Este nuevo libro de Thomas Friedman, periodista del New York Times, se parece a La tierra es plana, que lo hizo mundialmente famoso a mediados de la década pasada. Igual que entonces, Friedman escribe de manera ágil y entretenida, con intuiciones acertadas y valientes, aunque también con un exceso de ambición y de corrección política. Como sentenció inapelable Osgood Fielding III: “Nadie es perfecto”.
La primera parte es un relato vibrante del espectacular progreso tecnológico de los últimos tiempos, llevado a cabo por genios del saber y genios de los negocios. Muy a menudo, a pesar de las jeremiadas con que nos deprime el pensamiento único, se trató de personas modestas, a veces por debajo de la línea de la pobreza, que finalmente se enriquecen mediante la economía de mercado, es decir, buscando lo que la gente libremente puede elegir comprar.

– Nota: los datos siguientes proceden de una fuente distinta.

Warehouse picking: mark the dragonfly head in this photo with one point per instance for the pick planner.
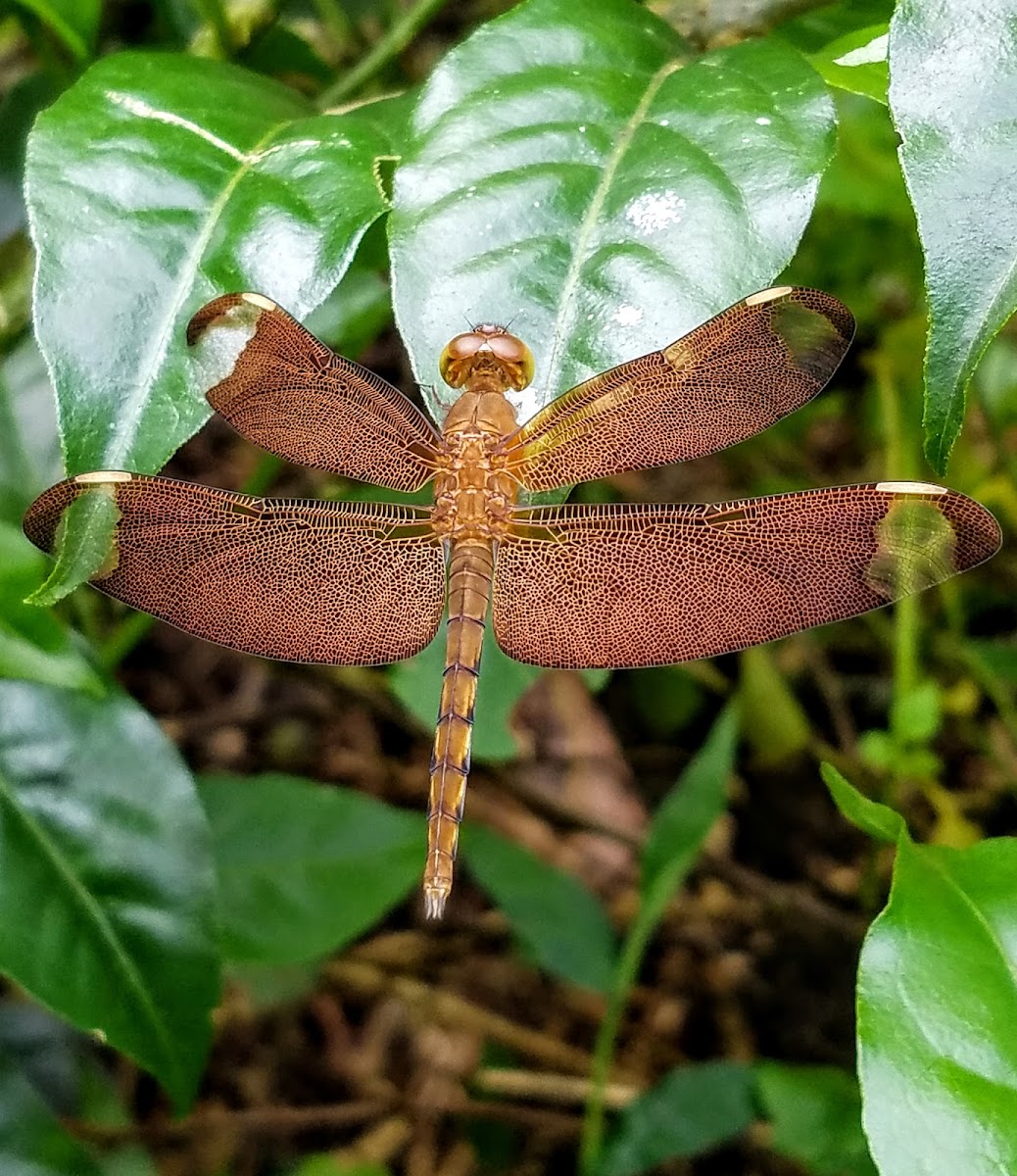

No le valen a Friedman los dogmas al uso: aprecia sobre todo el valor de las empresas, incluidas las odiosas multinacionales, que son grandes creadoras de riqueza y empleo, y que están siempre al borde del conocimiento técnico: “Al contrario que los gobiernos, estas compañías no pueden estancarse o paralizarse por resentimiento, como hace el Congreso de Estados Unidos, o dejar escapar siquiera un solo ciclo tecnológico. Si lo hicieran, morirían. Y morirían rápido”.
Después aborda la globalización, como una secuela o compañía del progreso técnico, pero con énfasis en el dinero que se puede ganar haciendo ganar a los ciudadanos, mediante la reducción de los costes.

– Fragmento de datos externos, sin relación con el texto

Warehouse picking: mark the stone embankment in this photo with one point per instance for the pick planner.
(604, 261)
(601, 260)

Puede uno llegar casi a la mitad del libro y el Estado prácticamente no aparece: toda la historia gira en torno al vigor de la sociedad civil, de las mujeres y hombres libres trabajando y montando negocios en el mercado. Si menciona el papel del Estado es, por ejemplo, porque el gobierno indio subsidia la compra de tabletas de bajo coste —ya nos gustaría que los políticos y los burócratas que tanto han hecho para empeorar nuestra educación se dedicaran sólo a eso.
Una vez explicado el poder creador del ser humano, con casos muy notables de avances de todo tipo, incluida la economía colaborativa, empieza a hablar del medio ambiente, y el libro parece otro.
Incurre, en efecto, en tópicos alarmistas sobre la catástrofe que los humanos perpetramos contra la “madre naturaleza”; repite la venerable e insostenible tesis de que una mayor población es un “problema”; y recae en la esperable receta: “imponer un impuesto sobre el carbono para generar inversiones en electricidad limpia y eficiencia”.
Afirma que el cambio climático conduce a callejones sin salida para la gente en África, precisamente el continente donde millones de personas han dejado atrás la pobreza, lo mismo que sucedió antes en los países ricos, que cuando se desarrollaron asignaron eficazmente recursos para proteger la naturaleza y el medio ambiente. Le falta a Friedman en el caso de la economía lo mismo que le falta en la ecología: se ofusca tanto en las dificultades que no ve la posibilidad de las soluciones, que precisamente pasan por el progreso que tan acertadamente describe y aplaude en la primera parte del libro.
Tras demasiadas páginas políticamente correctas, que incluyen la defensa del mercado junto a la contradictoria exigencia de la redistribución política de la riqueza, el libro se cierra con un retorno a su Minnesota natal, que recupera el espíritu liberal norteamericano que describió Tocqueville hace dos siglos. En ese ámbito de colaboración a escala local empezó Friedman a apreciar a la gente que se esfuerza y emprende. Sin embargo, la deficiencia de su análisis de las instituciones lo lleva a saltar de esas comunidades directamente a la defensa del Estado moderno. Es un temerario salto sin red.